Just for the rest of the summer, could we have a moratorium
on absurdity? Probably not; some politicians are actually thinking about jumping on the bad food bandwagon and either
taxing it or making it illegal like pot.
Of all the irrational things I see government do, preventing
doctors from prescribing marijuana for medical purposes is the worst. They can prescribe morphine, speed, Prozac and
Premarin, but a simple weed that helps cancer patients is forbidden because some people use it for recreation. Why these
morons think it's fun to soak their brains in fog I don't know, but what does that have to do with
someone who is sick and needs help?
I also want to know what food the food police will determine
is bad for us, based on what conflicting research about fats, meat, eggs and coffee. I once read a book that recommended
eating just vegetables, then just fruits, then just fruit juice, then just air. I shouldn't tell you this; you might try
it, then your grieving family would sue me or the author of the book.
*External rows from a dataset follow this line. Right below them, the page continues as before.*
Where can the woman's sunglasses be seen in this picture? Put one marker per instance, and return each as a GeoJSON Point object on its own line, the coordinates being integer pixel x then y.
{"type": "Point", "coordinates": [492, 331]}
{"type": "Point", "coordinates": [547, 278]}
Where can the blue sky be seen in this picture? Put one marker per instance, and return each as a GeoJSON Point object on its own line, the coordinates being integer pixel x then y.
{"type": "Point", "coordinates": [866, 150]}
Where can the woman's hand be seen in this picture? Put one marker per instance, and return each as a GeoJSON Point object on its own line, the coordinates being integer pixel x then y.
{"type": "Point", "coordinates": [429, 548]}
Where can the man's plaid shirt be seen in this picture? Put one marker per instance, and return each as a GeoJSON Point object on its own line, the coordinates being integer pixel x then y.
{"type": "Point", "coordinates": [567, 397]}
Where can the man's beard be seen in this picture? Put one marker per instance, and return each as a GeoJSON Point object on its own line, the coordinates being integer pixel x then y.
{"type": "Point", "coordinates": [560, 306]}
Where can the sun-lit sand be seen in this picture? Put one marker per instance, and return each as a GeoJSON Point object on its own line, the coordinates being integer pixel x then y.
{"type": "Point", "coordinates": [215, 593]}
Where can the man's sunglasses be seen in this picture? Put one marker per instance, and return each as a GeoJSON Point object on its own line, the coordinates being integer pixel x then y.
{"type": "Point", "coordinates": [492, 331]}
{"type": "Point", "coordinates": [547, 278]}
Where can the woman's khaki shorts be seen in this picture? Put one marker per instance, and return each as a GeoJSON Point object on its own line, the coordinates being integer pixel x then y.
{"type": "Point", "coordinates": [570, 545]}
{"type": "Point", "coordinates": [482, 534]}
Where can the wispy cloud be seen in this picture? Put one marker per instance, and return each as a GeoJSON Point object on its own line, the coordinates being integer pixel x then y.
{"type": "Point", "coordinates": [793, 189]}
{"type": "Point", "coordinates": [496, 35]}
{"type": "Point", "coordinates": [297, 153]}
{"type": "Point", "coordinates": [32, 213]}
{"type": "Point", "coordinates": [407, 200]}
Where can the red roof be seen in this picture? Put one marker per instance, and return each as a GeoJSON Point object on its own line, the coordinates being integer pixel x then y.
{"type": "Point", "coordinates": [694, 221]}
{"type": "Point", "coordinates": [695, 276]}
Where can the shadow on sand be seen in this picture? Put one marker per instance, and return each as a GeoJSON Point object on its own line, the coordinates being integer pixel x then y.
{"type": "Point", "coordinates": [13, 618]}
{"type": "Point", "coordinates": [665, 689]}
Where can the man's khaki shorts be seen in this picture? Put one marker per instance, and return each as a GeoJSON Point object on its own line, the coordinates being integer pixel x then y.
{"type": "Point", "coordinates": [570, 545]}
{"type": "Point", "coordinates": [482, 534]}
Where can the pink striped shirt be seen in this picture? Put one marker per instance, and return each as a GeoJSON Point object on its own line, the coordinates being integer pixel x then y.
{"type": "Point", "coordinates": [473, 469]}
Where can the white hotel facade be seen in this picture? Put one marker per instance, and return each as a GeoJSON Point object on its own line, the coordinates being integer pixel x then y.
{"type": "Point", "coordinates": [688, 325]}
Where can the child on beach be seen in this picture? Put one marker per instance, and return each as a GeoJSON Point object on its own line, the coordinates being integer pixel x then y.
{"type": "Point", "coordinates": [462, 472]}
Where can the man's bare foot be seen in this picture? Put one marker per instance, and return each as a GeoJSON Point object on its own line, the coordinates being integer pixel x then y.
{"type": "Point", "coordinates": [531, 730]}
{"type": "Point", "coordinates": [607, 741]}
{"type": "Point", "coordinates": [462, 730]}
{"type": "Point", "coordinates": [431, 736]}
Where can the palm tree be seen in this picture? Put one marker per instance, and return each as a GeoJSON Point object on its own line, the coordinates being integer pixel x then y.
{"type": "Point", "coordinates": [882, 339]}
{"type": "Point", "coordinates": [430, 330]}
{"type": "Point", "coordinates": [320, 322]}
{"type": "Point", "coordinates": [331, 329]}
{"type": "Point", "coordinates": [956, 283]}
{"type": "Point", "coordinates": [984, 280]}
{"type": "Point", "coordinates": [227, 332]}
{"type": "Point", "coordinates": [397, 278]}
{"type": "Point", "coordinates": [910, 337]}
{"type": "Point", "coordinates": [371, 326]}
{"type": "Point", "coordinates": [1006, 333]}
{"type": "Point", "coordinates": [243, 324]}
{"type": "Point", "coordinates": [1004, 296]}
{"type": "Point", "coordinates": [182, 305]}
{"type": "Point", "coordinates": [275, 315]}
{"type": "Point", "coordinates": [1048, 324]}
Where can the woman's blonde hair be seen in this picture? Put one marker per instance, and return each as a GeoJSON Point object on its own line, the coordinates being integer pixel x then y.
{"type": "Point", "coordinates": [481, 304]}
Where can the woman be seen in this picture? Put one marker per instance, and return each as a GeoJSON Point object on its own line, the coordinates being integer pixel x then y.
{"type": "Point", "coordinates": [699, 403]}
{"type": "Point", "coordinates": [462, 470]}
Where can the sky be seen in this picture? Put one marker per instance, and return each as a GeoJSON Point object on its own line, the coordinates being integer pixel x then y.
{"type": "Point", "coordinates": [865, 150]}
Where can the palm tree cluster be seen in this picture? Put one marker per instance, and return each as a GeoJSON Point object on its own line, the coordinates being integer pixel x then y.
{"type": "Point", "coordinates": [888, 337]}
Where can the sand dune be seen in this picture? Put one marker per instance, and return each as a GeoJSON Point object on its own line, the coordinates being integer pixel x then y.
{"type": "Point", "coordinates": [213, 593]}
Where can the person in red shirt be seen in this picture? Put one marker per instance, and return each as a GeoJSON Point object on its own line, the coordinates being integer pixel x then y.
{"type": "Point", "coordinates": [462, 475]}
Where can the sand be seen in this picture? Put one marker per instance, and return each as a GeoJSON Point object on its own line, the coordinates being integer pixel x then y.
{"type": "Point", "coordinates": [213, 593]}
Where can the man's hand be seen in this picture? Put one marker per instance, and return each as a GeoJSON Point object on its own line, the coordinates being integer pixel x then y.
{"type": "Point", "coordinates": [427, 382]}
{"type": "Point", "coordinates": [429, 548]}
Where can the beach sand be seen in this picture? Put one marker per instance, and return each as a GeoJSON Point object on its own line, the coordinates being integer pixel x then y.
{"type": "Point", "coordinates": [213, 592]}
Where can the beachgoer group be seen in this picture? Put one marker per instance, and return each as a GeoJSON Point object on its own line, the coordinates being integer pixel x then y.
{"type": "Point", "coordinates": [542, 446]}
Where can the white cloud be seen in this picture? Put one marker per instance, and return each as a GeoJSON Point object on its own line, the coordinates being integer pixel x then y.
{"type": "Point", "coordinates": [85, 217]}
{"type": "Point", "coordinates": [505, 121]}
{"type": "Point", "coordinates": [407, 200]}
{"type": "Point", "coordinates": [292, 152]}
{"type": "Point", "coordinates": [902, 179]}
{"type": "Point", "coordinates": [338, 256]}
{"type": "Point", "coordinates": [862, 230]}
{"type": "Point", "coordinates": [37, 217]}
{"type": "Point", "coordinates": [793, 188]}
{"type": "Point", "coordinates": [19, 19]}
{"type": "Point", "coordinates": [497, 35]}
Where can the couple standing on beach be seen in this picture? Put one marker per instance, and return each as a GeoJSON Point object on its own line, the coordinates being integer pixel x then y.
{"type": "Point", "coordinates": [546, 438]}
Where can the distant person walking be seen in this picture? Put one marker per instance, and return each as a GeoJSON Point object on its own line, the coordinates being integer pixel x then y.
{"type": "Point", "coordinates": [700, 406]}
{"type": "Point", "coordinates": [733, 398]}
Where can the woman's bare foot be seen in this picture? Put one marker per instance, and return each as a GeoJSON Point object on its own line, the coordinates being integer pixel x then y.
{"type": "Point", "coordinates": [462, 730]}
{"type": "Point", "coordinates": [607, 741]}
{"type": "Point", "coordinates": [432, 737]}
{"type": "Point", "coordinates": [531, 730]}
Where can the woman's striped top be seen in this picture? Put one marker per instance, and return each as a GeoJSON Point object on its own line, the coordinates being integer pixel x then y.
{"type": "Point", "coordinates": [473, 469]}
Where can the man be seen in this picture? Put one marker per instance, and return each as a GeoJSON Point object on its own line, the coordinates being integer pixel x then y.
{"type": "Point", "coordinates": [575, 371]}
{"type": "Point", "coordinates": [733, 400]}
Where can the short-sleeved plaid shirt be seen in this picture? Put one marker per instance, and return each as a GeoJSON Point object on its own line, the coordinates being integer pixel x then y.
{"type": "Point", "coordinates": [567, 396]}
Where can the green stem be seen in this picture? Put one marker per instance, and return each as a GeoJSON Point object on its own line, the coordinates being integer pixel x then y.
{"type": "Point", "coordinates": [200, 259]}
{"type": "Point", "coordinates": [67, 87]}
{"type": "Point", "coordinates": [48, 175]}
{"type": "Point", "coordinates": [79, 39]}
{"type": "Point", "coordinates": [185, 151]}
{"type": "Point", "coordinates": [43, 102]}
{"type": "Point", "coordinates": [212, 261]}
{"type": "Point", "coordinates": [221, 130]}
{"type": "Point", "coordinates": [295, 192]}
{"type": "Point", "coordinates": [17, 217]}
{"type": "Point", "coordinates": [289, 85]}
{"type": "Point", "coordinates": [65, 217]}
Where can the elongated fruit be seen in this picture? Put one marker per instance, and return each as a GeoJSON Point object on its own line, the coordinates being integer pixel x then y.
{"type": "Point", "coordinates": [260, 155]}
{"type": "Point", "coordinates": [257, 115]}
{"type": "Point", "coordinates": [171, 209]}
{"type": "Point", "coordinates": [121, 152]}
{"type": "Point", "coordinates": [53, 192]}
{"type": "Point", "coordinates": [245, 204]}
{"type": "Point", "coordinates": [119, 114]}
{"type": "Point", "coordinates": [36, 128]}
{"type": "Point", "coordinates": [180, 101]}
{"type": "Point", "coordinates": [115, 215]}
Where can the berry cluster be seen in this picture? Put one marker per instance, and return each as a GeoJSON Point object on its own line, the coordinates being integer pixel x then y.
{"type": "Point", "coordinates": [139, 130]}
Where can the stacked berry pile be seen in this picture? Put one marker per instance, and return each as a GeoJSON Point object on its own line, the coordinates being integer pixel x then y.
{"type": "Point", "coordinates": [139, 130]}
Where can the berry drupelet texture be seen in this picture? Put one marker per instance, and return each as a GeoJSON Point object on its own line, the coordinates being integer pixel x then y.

Actually, I think you'd have to sue her estate.
I like air, myself, especially when it's gently rocking my
hammock. August, I love it! Working during the day near an air-conditioner, then moving out under the spreading maple tree
at 5 p.m.
Reading thrillers by Dean Koontz, Randy Wayne White, John R.
Maxim, and every now and then, something that Oprah recommends like Mother of Pearl by Melinda Haynes. Catching up on
don't-miss movies like "15 Minutes" and "The Tao of Steve," then making an effort to experience
"culchah" with live theatre.
Last week I saw a double feature starring Jill Clayburgh at
the Gloucester Stage Company. Israel Horovitz' Speaking Well of the Dead was OK; The Crazy Girl by Frank Pugliese set a new
standard from which to judge "awful." This girl kept screaming about all the pain in the world; I guess we were
supposed to ask ourselves who is crazy someone like her or people like me
who are enjoying our summer in our hammocks?
If this be crazy, hold the Prozac, and pass me a hotdog.
It's the middle of summer, and I am going to enjoy every minute of it. Hope you do too.